What caught my attention is that the bridge of the newest domU drops all the traffic:

vps78 Link encap:Ethernet HWaddr fe:ff:ff:ff:ff:ff
          UP BROADCAST RUNNING PROMISC MULTICAST MTU:1500 Metric:1
          RX packets:0 errors:0 dropped:0 overruns:0 frame:0
          TX packets:0 errors:0 dropped:31755 overruns:0 carrier:0
          collisions:0 txqueuelen:32
          RX bytes:0 (0.0 B) TX bytes:0 (0.0 B)

When i do a tcpdump in the domU i see no traffic coming into the domU and as you can see, the RX/TX bytes stays at 0.0B

All the new domU's i create don't have network access, but the running domU's are working fine.

I found a post on the Xen mailinglist: http://www.nabble.com/XEN-3.1:-critical-bug:-vif-init-failure-after-creating-15-17-VMs-(XENBUS:-Timeout-connecting-to-device:-device-vif)-td11571794.html

On that post the bug seemed fixed in the upstream code.

Since this machine is in production at the moment i can't reboot it or build some new kernels.

Does anyone know how to fix this?

Revision history for this message
In , Bryn (bryn-redhat-bugs) wrote :

Description of problem:
The number of Xen domains that can be started is determined in part by the
number of available dynamic IRQs and the number of IRQs used by each guest. This
is limited by the compile time constant NR_DYNIRQS:

#define NR_DYNIRQS 256

When this number is exceeded, find_unbound_irq() will fail and panic the system:

+static int find_unbound_irq(void)
+{
+ int irq;
+
+ /* Only allocate from dynirq range */
+ for (irq = DYNIRQ_BASE; irq < NR_IRQS; irq++)
+ if (irq_bindcount[irq] == 0)
+ break;
+
+ if (irq == NR_IRQS)
+ panic("No available IRQ to bind to: increase NR_IRQS!n");
+
+ return irq;
+}

With typical guests needing a minimum of two interrupts this places an upper
bound on the number of guests that can be created.
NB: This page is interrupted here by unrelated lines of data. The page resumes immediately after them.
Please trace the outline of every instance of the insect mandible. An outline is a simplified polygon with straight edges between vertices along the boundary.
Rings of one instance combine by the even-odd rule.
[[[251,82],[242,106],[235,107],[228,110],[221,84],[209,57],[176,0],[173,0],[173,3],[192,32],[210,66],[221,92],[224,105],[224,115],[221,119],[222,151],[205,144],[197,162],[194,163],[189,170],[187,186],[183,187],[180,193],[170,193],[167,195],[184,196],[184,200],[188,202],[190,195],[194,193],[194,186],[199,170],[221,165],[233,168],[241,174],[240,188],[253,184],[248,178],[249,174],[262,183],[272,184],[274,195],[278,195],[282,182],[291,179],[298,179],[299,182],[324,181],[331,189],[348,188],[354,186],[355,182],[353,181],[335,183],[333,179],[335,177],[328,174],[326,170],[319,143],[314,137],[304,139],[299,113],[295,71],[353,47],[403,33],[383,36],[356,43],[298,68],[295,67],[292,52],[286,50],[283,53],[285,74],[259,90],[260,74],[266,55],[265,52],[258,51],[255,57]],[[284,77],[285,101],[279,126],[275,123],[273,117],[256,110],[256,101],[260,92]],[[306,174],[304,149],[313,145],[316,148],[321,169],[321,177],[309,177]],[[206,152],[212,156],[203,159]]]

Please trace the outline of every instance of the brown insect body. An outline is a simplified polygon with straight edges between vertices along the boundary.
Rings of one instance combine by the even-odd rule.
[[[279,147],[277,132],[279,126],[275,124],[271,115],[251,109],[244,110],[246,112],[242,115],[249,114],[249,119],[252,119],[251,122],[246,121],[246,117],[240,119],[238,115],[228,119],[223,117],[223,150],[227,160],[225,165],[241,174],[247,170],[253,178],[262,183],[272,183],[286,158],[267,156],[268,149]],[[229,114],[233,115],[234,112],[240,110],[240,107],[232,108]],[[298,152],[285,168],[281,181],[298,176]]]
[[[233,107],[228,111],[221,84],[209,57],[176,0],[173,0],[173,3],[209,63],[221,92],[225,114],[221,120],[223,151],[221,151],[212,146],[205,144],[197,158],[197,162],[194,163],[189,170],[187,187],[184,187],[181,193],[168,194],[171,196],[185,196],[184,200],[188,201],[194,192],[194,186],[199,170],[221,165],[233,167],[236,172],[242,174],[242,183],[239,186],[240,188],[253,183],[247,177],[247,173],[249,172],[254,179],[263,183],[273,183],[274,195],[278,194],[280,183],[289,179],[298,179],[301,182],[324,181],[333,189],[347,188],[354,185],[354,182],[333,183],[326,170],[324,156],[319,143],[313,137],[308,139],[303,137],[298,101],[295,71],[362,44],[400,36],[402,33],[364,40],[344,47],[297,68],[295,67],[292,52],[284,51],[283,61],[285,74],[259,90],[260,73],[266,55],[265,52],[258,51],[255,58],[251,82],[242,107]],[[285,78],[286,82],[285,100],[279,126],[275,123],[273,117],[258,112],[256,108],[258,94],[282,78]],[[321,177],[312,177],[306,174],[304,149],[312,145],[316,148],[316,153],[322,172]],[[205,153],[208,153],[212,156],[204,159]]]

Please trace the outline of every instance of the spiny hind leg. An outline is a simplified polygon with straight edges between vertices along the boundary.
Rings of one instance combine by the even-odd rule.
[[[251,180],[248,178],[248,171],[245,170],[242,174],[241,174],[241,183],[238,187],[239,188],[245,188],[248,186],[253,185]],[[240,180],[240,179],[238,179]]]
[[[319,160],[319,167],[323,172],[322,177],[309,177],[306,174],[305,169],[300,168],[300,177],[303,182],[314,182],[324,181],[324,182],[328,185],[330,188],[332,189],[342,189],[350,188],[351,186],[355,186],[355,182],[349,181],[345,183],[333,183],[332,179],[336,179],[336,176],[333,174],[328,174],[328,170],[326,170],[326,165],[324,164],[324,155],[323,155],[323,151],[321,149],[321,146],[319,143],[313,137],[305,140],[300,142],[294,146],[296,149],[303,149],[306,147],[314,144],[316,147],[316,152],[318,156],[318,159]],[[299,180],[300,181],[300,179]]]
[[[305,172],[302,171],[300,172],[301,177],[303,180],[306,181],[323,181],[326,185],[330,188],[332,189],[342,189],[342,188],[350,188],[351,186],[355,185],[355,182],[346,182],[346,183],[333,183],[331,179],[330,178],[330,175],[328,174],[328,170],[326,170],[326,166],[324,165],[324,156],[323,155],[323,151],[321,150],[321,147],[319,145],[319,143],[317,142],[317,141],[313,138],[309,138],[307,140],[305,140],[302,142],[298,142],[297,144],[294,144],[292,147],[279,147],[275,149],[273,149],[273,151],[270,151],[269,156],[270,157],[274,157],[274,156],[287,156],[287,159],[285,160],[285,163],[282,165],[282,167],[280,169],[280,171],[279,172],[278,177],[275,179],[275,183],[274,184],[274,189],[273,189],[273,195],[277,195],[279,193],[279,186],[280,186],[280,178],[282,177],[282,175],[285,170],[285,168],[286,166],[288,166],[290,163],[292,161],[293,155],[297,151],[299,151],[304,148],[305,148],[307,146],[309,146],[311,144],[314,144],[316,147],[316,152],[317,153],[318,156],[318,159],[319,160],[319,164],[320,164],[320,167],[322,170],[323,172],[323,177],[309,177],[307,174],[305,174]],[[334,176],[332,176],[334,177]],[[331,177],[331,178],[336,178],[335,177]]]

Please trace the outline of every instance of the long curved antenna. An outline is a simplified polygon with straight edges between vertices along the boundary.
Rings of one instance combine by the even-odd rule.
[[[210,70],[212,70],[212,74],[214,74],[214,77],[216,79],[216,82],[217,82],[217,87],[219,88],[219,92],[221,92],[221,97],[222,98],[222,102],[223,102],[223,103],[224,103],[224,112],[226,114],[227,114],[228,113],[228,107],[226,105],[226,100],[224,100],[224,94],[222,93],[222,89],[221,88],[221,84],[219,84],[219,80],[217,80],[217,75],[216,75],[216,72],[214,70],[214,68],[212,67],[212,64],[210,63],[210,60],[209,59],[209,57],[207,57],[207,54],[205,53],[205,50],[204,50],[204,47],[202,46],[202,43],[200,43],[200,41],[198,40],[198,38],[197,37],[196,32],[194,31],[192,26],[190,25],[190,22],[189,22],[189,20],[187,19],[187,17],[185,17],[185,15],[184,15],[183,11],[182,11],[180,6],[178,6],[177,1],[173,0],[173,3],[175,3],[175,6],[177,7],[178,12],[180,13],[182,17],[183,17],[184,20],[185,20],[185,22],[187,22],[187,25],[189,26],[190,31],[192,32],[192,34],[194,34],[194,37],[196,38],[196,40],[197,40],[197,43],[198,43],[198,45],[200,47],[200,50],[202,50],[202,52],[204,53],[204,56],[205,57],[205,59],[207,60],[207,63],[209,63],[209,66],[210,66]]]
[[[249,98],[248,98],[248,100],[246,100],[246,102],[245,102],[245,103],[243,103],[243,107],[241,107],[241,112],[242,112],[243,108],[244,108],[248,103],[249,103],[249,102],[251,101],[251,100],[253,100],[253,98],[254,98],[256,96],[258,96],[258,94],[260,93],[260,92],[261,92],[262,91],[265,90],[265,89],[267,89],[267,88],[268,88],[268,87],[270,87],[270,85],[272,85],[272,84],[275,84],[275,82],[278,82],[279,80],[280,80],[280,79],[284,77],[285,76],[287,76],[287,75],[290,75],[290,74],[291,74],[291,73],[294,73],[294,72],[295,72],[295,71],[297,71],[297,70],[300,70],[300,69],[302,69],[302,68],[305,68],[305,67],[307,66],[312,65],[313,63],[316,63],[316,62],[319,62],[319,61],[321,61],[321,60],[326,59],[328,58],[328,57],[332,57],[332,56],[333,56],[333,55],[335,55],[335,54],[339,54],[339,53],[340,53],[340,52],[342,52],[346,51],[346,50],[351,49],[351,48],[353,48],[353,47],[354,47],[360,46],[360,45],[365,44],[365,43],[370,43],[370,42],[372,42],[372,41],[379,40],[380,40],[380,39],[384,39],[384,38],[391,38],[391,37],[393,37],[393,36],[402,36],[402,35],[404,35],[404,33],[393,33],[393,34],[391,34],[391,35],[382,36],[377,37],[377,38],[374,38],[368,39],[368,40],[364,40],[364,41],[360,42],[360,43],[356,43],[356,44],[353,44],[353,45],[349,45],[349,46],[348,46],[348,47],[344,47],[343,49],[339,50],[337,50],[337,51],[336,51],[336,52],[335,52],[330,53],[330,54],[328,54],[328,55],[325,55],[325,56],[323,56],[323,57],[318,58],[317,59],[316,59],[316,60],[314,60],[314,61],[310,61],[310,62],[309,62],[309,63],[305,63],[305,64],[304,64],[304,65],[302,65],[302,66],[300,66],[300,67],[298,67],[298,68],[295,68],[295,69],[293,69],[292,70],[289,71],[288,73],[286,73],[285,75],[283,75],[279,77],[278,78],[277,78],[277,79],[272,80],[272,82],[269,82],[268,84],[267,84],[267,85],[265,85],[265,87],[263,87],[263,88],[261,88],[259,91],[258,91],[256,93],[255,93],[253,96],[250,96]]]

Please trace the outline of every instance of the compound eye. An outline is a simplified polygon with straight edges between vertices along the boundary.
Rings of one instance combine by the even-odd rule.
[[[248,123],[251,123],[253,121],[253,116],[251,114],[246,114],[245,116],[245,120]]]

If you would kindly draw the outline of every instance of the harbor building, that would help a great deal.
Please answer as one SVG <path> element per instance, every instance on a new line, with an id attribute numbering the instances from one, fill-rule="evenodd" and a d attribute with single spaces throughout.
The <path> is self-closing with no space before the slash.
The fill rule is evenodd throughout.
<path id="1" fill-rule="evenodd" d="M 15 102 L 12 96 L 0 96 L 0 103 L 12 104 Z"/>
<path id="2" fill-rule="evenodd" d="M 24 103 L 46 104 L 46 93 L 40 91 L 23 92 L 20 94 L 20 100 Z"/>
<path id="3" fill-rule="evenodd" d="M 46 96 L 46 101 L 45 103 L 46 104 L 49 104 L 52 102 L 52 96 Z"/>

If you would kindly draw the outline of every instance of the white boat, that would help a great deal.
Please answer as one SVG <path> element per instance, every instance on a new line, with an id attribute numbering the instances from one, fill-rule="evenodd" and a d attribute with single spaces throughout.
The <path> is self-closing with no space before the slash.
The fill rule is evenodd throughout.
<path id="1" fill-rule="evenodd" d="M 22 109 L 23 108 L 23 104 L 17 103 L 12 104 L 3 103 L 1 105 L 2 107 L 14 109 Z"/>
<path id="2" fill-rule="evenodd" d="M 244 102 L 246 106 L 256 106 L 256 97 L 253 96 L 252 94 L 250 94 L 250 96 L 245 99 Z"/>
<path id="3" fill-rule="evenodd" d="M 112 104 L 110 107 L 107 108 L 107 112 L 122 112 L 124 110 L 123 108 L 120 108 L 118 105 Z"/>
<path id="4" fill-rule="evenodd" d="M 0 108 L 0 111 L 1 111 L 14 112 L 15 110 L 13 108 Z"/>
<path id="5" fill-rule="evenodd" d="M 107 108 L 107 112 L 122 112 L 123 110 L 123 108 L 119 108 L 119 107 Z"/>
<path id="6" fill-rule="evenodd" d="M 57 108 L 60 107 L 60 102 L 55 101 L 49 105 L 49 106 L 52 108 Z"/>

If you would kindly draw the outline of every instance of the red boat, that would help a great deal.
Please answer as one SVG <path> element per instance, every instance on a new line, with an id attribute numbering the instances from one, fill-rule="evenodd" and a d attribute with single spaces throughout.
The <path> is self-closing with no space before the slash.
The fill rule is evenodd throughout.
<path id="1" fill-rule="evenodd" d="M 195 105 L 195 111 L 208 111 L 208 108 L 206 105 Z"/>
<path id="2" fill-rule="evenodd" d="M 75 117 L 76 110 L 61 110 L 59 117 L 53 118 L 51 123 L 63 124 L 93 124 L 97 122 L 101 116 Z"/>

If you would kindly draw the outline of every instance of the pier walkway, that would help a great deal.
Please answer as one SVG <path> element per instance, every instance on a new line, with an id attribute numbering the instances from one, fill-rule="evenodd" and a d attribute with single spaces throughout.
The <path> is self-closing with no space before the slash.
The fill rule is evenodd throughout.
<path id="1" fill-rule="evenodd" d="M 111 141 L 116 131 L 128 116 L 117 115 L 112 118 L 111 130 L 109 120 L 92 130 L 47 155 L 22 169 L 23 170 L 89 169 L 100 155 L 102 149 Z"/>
Version-Release number of selected component (if applicable):
2.6.18-86.el5xen

How reproducible:
100%

Steps to Reproduce:
1. Boot a xen dom0
2. Configure a large number of guests
3. Start booting guests one at a time

Actual results:
Eventually (assuming sufficient memory / I/O resources are available) the Dom0
guest will panic:

Kernel panic - not syncing: No available IRQ to bind to: increase NR_IRQS!
(XEN) Domain 0 crashed: 'noreboot' set - not rebooting.

Expected results:
No panic.

Additional info:

Revision history for this message
In , Bryn (bryn-redhat-bugs) wrote :
Revision history for this message
In , Chris (chris-redhat-bugs) wrote :

OK. I briefly took a look at this. Upstream xen has since changed it so that
if you run out of IRQs, you don't panic; this was put into xen-unstable c/s
12790. I think we should definitely take that patch.

In the thread mentioned in Comment #2, Keir said that it would be nice to
allocate IRQs dynamically, make it a config option, or have a boot option that
you could pass to increase the number. I think allocating the IRQs dynamically
is going to be a non starter, since it would likely require changes to the IRQ
code that Xen shares with the bare metal kernel. So that leaves us with 2 options:

1. Have a boot time option that allows you to increase the number of IRQs at
boot time.

2. Just increase NR_DYNIRQS

I like option 2, since it is a better user experience, but we can consider 1 as
well.

Chris Lalancette

Revision history for this message
In , Don (don-redhat-bugs) wrote :

adding to RHEL5.2 release notes updates:

<quote>
    * dom0 has a system-wide IRQ (interrupt request line) limit of 256, which is
consumed as follows:
          o 3 per physical CPU.
          o 1 per guest device (i.e. NIC or block device)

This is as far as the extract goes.